Todas estas medidas “elevan injustificadamente los costes de entrada en el mercado”, señalan desde la CNMC, “desalentando a algunos operadores que ya estaban participando en el mercado con nuevos modelos de prestación de servicio y a otros potenciales oferentes. Se reduce así el número de competidores y los incentivos a que haya precios más eficientes y competitivos para los usuarios”, concretan.
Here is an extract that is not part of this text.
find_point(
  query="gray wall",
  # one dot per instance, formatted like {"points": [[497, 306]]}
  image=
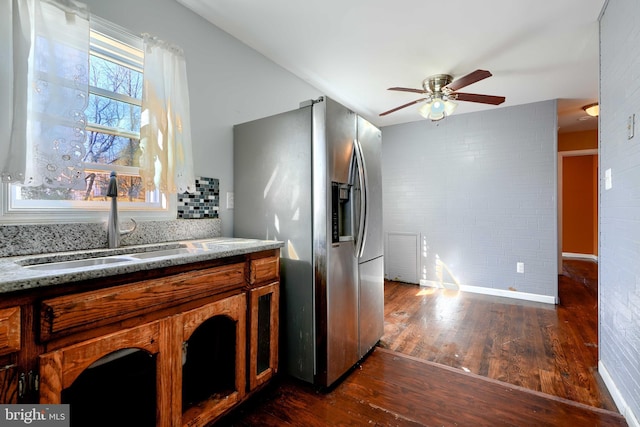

Asimismo, la reglamentación impugnada por la CNMC del acceso y ejercicio a esta actividad obstaculiza las posibilidades de innovación por parte de los operadores, impidiendo que los consumidores, con distintos gustos, preferencias y capacidad de gasto, se beneficien de ofertas también diversas, basadas en distintas combinaciones de calidad y precio.

Y advertían al Gobierno de que la aprobación de esta normativa restrictiva “se produce en un contexto mundial de innovación tecnológica en el sector del alojamiento con finalidad turística y no turística”, que afecta tanto a los operadores ya instalados como a nuevos entrantes que prestan servicios de alojamiento a través de servicios online y de economía colaborativa.

La CNMC entiende, por tanto, que, dentro del plazo legal establecido, las disposiciones afectadas deben suprimirse o modificarse para favorecer en mayor medida al interés general, en tanto que suponen un obstáculo al desarrollo de una competencia efectiva.